Our BLAST search of ITS sequence data against the nucleotide sequences at GenBank showed high similarity with S. microspermum. Because of low LSU sequence data, we did not include our LSU sequence (MH878229) in the phylogenetic analysis. A phylogeny inferred based on ITS sequence data obtained in this study together with 90 sequences from GenBank grouped our sequence along with S. microspermum (AF054847) as a reference sequence chosen by Kadri Põldmaa in 2014 (Nilsson et al. 2018) in a clade composed of S. microspermum collections from different hosts that are available in GenBank. Based on ITS phylogeny, four species clades could be recognized within S. microspermum isolates which might represent additional cryptic species in S. microspermum. However, analysis of additional isolates and more genomic loci are required to address this question (Valdez & Douhan 2012). Sepedonium microspermum has been described only recently and is well characterized by smaller aleurioconidia and more distinctive tubercles than S. chrysospermum (Besl et al. 1998). Sepedonium microspermum has been linked to Hypomyces microspermum; however, in the present study, the sexual state was not observed. This species has a worldwide distribution and is currently known from a diverse range of substrates including soil, plant materials and other fungi (Arellano-Galindo et al. 2017).

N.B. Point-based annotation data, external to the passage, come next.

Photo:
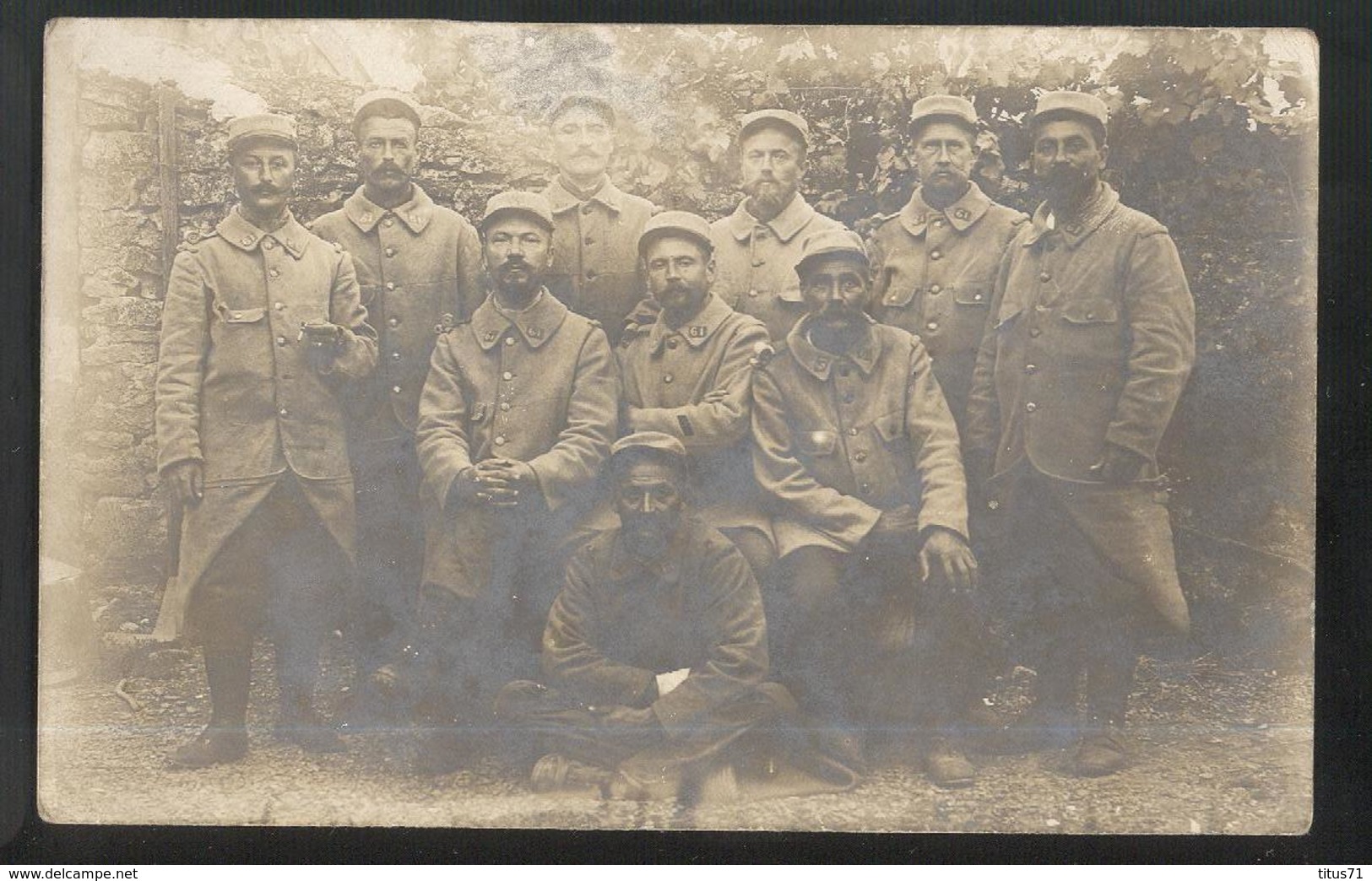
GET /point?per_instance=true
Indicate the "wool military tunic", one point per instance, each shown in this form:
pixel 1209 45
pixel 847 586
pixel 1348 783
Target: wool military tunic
pixel 596 268
pixel 538 386
pixel 236 390
pixel 933 272
pixel 420 269
pixel 1091 343
pixel 665 376
pixel 755 262
pixel 840 438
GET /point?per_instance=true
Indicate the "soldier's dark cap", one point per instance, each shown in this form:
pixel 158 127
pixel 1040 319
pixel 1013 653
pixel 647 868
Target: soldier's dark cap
pixel 267 127
pixel 518 202
pixel 940 109
pixel 832 243
pixel 774 118
pixel 1066 103
pixel 590 102
pixel 676 224
pixel 384 103
pixel 651 445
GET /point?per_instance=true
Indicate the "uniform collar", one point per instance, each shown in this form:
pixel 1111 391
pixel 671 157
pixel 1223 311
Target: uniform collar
pixel 537 324
pixel 243 235
pixel 366 214
pixel 1097 212
pixel 785 225
pixel 561 199
pixel 818 361
pixel 696 331
pixel 962 213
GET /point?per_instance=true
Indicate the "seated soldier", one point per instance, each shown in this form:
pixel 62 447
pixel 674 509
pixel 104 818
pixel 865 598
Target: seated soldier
pixel 686 372
pixel 854 440
pixel 654 655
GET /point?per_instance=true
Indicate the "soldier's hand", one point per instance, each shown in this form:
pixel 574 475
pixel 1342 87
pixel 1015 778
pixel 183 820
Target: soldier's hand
pixel 1120 466
pixel 187 482
pixel 946 558
pixel 897 523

Additional material examined: Iran, East Azerbaijan province, the campus of the University of Tabriz, on Xerocomus sp., April 2016, M. Torbati (CCTUMO14=TuXe1)
Fig. 1. Sepedonium microspermum. a. 7-d-old colony on MEA; b-d. Conidiophores and conidia; e-h. aleurioconidia. Scale bar — b-h = 10 μm.

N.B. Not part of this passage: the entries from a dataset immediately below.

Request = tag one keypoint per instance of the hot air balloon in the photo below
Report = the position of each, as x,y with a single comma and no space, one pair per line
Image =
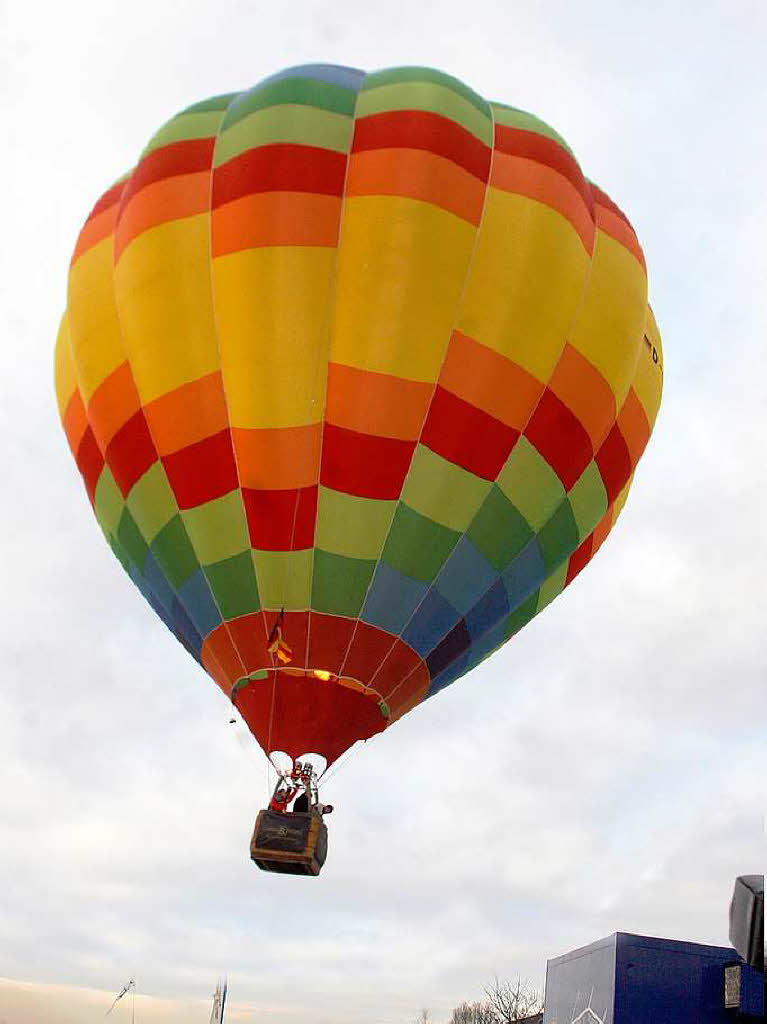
356,369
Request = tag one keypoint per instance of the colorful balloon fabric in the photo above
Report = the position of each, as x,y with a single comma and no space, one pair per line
356,369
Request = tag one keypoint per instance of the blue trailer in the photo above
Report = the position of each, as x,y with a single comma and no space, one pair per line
634,979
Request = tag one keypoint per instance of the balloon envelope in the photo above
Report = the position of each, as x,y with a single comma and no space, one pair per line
356,369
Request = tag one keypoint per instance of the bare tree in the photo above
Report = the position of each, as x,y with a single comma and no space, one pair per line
473,1013
512,1000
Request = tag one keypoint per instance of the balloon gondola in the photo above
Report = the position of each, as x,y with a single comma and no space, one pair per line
356,369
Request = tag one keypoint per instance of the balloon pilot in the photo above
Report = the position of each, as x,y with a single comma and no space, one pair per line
289,784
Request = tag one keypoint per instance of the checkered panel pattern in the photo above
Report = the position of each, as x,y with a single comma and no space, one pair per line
364,356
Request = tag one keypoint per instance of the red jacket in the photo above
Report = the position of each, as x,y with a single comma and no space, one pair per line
282,798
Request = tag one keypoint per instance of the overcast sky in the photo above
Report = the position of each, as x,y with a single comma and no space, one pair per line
604,772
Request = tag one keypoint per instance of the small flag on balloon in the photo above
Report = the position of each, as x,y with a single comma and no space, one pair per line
281,650
277,645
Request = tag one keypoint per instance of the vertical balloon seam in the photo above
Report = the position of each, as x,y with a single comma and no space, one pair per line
332,298
262,611
65,340
553,569
235,98
176,590
150,590
323,333
576,313
603,527
554,513
612,512
459,304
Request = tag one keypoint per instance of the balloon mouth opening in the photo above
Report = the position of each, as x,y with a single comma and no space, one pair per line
323,677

Fig. 2. Bayesian inference phylogenetic tree of Sepedonium microspermum generated using sequences of the internal transcribed spacer (ITS-rDNA). The representative strain CBS 141557 in this study is bolded in blue. The values above branches show Bayesian posterior probability. The scale bar indicates the number of expected substitutions per site. Hypomyces aurantius (MH858568) was used as the out-group
This project was supported by the Research Deputy of the University of Tabriz, Iran.